Guido Schneider a débuté chez Steve Bug, les morceaux que j'ai de lui sont sur l'excellente compil mixée Focus On sortie sur Poker Flat. Le type fait dans la deep hypnotique et planante, à l'image de Moesko, Removed, Rundata ou l'inquiétant Styleways.
Parfois une teinte "rebondie" très M_nus: Too Many Voices, Rumours et Super Sander sonnent comme du Marc Houlé.

Enfin,Mobilee, ceux sont aussi les excellentes double-compil Back To Back; j'ai la 1ère en cd car je l'avais commandé comme Kdo de ré-abonnement pour Trax ! Anja nous donne Addicted, de la minimale avec une touche drum/afro: sons de djembés et chants lointains... Full Of You sonne comme les meilleurs sorties M_nus: une minimale bouncy et "liquide". Au bout de 2 minutes, un court break et BAM le kick revient à 12/10: excellent ! La deuxième moitié deep/trancey est moins efficace... Debaya est dans la même veine avec des kick en écho, et quelques micro-vocaux à la Marc Houlé. Restent une deep trancey genre Laurent Garnier: Rancho Relaxo, le nerveux Isolate et un autre cadeau de la boss, l'enthousiaste et bondissant Lily Of The Valley.
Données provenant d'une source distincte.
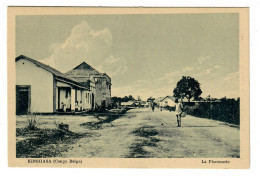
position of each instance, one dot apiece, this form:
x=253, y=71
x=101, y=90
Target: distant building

Mais ce que j'ai vraiment découvert grâce à cette compil, c'est le duo Pan-Pot, je les ai depuis vu 2 fois sur scènes: ils sont énormes ! J'ai gardé leur PO.Box: dans la moyenne des collègues, en plus sombre; et Black Widow, une odyssée tekhouse de près de 10 minutes qui donne un bon aperçu de leurs sets.

Tiga n'aurait pas renié Too Hot, à la limite du plagiat de son Louder Than A Bomb, cad mi-electroclash, mi-acid... mi-pop ! La deep One More Sugar sent "bon" l'after, idem pour Gouache, un peu trop colorée au milieu :-), enfin, j'ai gardé Point Of View: une deep à la limite de la transe.
Une 2ème compil moins réussie mais correcte: logique car elle est sortie un peu vite donc peu de matière entre les 2 tomes...
...: Mon histoire d'amour avec Anja a démarré sur des chapeaux de roues ! Je suis allé la voir présenter son label à la FNAC un après-midi (de Novembre 2006 !) avant de sortir le soir-même au Rex-club où elle mixait avec ses poulains Sebo K et Pan Pot).